Waiting On The Eleventh Circuit

While the U.S. Court of Appeals for the Eleventh Circuit continues to consider whether the new statute of limitations in the Sarbanes-Oxley Act of 2002 revives time-barred claims, the district court split on the issue remains unresolved. Two recent decisions from the S.D.N.Y., in prominent cases, come to different conclusions.

In In re Worldcom, Inc. Sec. Litig., 2004 WL 1435356 (S.D.N.Y. June 28, 2004), Judge Cote found that “there is no explicit language in the statute” that would operate to revive time-barred claims and lengthening the statute of limitations in this manner “would affect the substantive rights of the defendants by depriving them of a defense on which they were entitled to rely.” Accordingly, the court held that “Sarbanes-Oxley does not revive previously time-barred private securities fraud claims” and dismissed certain claims in the case that had expired in June 2002 (a month before Sarbanes-Oxley was passed).
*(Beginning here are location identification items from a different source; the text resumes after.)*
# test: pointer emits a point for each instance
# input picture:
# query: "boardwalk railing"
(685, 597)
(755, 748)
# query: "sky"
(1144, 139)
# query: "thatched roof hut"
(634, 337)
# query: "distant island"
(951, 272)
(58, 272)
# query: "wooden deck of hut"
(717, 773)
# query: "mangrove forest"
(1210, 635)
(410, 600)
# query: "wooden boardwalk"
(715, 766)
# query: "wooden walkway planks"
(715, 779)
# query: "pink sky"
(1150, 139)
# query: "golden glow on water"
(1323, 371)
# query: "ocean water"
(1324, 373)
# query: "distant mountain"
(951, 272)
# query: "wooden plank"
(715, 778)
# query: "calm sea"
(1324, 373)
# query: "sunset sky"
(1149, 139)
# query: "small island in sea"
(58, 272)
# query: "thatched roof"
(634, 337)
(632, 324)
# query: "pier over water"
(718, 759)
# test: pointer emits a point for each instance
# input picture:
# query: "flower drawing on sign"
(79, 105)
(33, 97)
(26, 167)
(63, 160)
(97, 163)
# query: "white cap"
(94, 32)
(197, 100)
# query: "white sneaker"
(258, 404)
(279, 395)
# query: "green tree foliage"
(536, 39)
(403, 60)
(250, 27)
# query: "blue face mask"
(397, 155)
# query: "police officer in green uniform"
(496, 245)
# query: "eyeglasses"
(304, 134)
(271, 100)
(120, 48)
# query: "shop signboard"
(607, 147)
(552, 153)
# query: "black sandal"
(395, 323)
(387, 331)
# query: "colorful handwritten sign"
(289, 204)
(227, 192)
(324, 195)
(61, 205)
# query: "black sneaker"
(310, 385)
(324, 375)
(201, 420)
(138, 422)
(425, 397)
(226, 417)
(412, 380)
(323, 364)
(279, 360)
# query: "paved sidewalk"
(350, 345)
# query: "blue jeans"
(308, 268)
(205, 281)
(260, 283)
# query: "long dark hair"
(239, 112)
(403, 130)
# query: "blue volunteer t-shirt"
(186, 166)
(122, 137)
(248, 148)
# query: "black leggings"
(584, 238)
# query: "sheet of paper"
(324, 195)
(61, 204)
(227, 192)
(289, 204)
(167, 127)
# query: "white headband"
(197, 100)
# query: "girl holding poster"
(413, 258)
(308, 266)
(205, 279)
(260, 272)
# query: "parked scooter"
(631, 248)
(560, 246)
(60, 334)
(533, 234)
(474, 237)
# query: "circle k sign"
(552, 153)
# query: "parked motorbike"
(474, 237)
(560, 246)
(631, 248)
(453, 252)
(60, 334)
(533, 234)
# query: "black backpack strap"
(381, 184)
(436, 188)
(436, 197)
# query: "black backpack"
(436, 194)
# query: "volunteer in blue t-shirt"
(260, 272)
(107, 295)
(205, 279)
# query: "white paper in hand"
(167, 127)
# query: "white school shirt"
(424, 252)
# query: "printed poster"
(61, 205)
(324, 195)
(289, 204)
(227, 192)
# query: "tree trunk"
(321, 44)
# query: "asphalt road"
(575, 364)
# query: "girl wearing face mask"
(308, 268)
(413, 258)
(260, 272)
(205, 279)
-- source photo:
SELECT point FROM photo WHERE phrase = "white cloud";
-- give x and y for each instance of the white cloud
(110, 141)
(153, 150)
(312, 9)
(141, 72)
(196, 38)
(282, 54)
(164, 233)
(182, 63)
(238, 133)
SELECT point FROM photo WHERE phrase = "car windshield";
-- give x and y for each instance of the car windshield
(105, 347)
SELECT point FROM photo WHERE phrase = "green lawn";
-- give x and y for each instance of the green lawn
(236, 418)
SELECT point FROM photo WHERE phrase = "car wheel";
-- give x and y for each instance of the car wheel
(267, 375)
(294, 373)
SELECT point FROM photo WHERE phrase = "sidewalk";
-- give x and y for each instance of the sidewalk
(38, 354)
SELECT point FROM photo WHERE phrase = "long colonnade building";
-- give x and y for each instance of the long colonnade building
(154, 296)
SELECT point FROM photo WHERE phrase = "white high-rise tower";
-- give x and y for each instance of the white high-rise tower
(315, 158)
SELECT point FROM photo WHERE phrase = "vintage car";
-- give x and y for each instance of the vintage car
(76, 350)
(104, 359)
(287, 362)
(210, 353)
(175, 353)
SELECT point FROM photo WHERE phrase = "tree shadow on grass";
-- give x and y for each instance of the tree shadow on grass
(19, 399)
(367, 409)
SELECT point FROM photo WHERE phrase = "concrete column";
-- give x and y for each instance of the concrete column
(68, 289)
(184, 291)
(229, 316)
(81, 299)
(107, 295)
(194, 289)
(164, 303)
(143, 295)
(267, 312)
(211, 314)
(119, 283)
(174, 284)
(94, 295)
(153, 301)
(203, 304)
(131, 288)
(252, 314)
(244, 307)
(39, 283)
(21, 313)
In In re AOL Time Warner, Inc. Sec. and “ERISA” Litig., 2004 WL 992991 (S.D.N.Y. May 5, 2004), Judge Kram went in another direction. In that case, the first class action was filed on July 18, 2002 (two weeks before Sarbanes-Oxley was passed). The court held that the plaintiffs’ otherwise time-barred claims would have been revived if the plaintiffs had filed after the passage of Sarbanes-Oxley. Although “in most cases, class actions or otherwise, the date of the first filing is the operative one for statute of limitations purposes,” the court decided that the filing date of the consolidated complaint, September 16, 2002, should be the operative date in the instant case. As a result, the longer statute of limitations in Sarbanes-Oxley applied and the otherwise time-barred claims could proceed. The court justified this rather extraordinary decision by arguing that any other result would punish the plaintiffs for filing too early and lead to a mass opt-out from the class.